Kreis Wesel Lippeverband feiert eine Muschel

Kreis Wesel · Mini-Kläranlage mit Reiselust: Die Körbchenmuschel ist zum „Bewohner des Monats“ gekürt worden. Sie kam aus Asien über Amerika nach Europa, ist seit den 90er-Jahren in der Lippe.

 Körbchenmuscheln sind Indikatoren für eine gute Wasserqualität.

Körbchenmuscheln sind Indikatoren für eine gute Wasserqualität.

Foto: Emscherverband

„Zum Muschelnsuchen muss man nicht ans Meer fahren. Auch die Lippe ist voll von den kleinen Tieren mit harter Schale und weichem Kern“, sagt der Lippeverband und hat die Körbchenmuschel zum „Bewohner des Monats Februar“ erklärt. Hintergrund ist das Programm „Lebendige Lippe“, mit dem sich der längste Fluss in NRW natürlicher entwickeln soll. Um Veränderungen zu erfassen, werden Proben entlang der Lippe und ihrer Nebenläufe (insgesamt 431 Kilometer Wasserläufe im Verbandsgebiet) genommen und untersucht. Ausgewählte Lebewesen, die etwas über die Wasserqualität verraten, stellt der Lippeverband in den nächsten Monaten in seiner Serie „Bewohner des Monats“ vor.

Besagtes Schalentier ist auch in Schermbeck in der Lippe zu finden. Wie der Verband mitteilte, ist es ein sogenanntes Neozoon, eine neueingebürgerte Art, und hat eine weite Reise hinter sich. „Innerhalb weniger Jahre hat die geriffelte Muschel weite Teile der Lippe erobert. Man erkennt die bis zu 450 Millimeter großen Tiere an ihrer Rillenstruktur und der oliv-gelb-grünen Färbung“, erklären die Experten und sprechen von „Mini-Kläranlagen“, die das Wasser filtern und seine Qualität verbessern.

Die ursprünglich in Asien heimische Körbchenmuschel kam Mitte der 80er-Jahre wahrscheinlich mit Schiffen über Nordamerika nach Europa. Auch als Parasiten in Fischkiemen reisen sie im Larven-Stadium mit. Anders als viele hiesige Arten liebt die Muschel laut Lippeverbands warmes Wasser. Dafür sorgen Kraftwerke, wenn sie zur Kühlung genutztes Wasser in die Lippe zurückleiten. Schlammige Abschnitte sind dem Tierchen auch genehm. Gegen Fressfeinde schützt die harte Schale. Es sei denn, der Mensch greift zu. jedenfalls ist sie in der asiatischen Küche – ähnlich wie in Europa die Miesmuschel – als Speisemuschel ziemlich beliebt.

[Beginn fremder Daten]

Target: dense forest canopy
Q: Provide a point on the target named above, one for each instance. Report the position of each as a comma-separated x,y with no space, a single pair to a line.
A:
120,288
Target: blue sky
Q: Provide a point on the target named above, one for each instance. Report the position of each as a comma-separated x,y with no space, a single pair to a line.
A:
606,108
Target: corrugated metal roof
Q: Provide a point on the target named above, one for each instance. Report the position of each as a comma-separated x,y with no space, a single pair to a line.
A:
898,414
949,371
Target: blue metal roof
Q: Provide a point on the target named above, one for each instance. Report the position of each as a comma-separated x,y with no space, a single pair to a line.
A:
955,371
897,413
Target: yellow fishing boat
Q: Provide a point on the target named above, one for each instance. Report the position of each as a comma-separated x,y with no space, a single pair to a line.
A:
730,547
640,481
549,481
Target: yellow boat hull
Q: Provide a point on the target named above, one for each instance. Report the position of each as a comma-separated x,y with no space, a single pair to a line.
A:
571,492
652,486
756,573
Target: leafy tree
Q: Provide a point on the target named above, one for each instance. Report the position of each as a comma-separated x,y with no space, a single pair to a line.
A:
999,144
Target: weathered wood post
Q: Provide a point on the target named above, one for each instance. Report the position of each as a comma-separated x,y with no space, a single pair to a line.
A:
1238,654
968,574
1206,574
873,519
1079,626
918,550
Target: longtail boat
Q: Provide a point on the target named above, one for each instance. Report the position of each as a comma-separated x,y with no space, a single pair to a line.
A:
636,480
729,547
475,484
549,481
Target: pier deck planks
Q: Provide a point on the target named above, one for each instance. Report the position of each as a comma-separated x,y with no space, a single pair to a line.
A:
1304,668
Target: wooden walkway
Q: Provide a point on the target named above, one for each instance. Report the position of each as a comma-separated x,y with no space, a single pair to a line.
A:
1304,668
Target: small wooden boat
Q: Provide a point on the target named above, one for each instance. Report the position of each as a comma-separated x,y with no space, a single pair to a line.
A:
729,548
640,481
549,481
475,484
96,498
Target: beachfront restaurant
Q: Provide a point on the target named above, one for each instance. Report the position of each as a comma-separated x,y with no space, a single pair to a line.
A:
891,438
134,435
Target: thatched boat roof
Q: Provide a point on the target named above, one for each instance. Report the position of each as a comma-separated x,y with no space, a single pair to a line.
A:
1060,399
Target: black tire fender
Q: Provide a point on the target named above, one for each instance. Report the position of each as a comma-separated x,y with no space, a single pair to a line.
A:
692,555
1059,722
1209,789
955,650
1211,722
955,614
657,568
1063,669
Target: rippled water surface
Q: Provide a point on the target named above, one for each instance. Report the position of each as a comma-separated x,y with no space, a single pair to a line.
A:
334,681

Aber sie vermehrt sich auch gern. „Sie ist äußerst reproduktionsfreudig und kann sich als Zwitter selbst befruchten. Insgesamt kann ein Elterntier so jährlich bis zu 8000 Larven ins Wasser entlassen. Dabei schützt die Muschel ihre Kinder in ihren Atmungskiemen wie in einem Kängurubeutel, bis sie groß genug sind. Dann kann eine Körbchenmuschel bis zu zehn Jahre alt werden“, sagt der Lippeverband und stellt humorig fest, dass sie „keinen Wert auf eine Bikinifigur legt, sich aber bewegen kann. Mit einem großen Fuß krieche sie vorwärts, könne sich zum Schutz vor Frost eingraben. Als Filtrierer ernähre sie sich von Kleinstlebewesen, Plankton und organischem Material. Da das Angebot davon im Sommer am größten sei, lege sie in dieser Zeit auch am meisten zu: „Die Rippung der Schale verrät das deutlich, vergleichbar mit den Jahresringen eines Baums.“

In der Lippe finden Biologen am häufigsten die Grobgerippte Körbchenmuschel. Erstmals aufgetaucht ist sie 1996 im Bereich Hamm und Werne-Rünthe. Hier ist die Lippe mit dem Datteln-Hamm-Kanal verbunden. An einer Wasserübergabe kann Lippe-Wasser in den Datteln-Hamm-Kanal geleitet werden, um die Schifffahrt zu sichern. Umgekehrt erhält die Lippe in Trockenzeiten Wasser aus dem Kanal. Eine gute Reisemöglichkeit für die Muschel, die in den folgenden Jahren recht zügig den gesamten weiteren Verlauf der Lippe besiedelt hat. Auf welchem Weg die Körbchenmuschel 1999 in Wesel angekommen ist – über den Rhein oder aus Richtung Hamm – ist unklar.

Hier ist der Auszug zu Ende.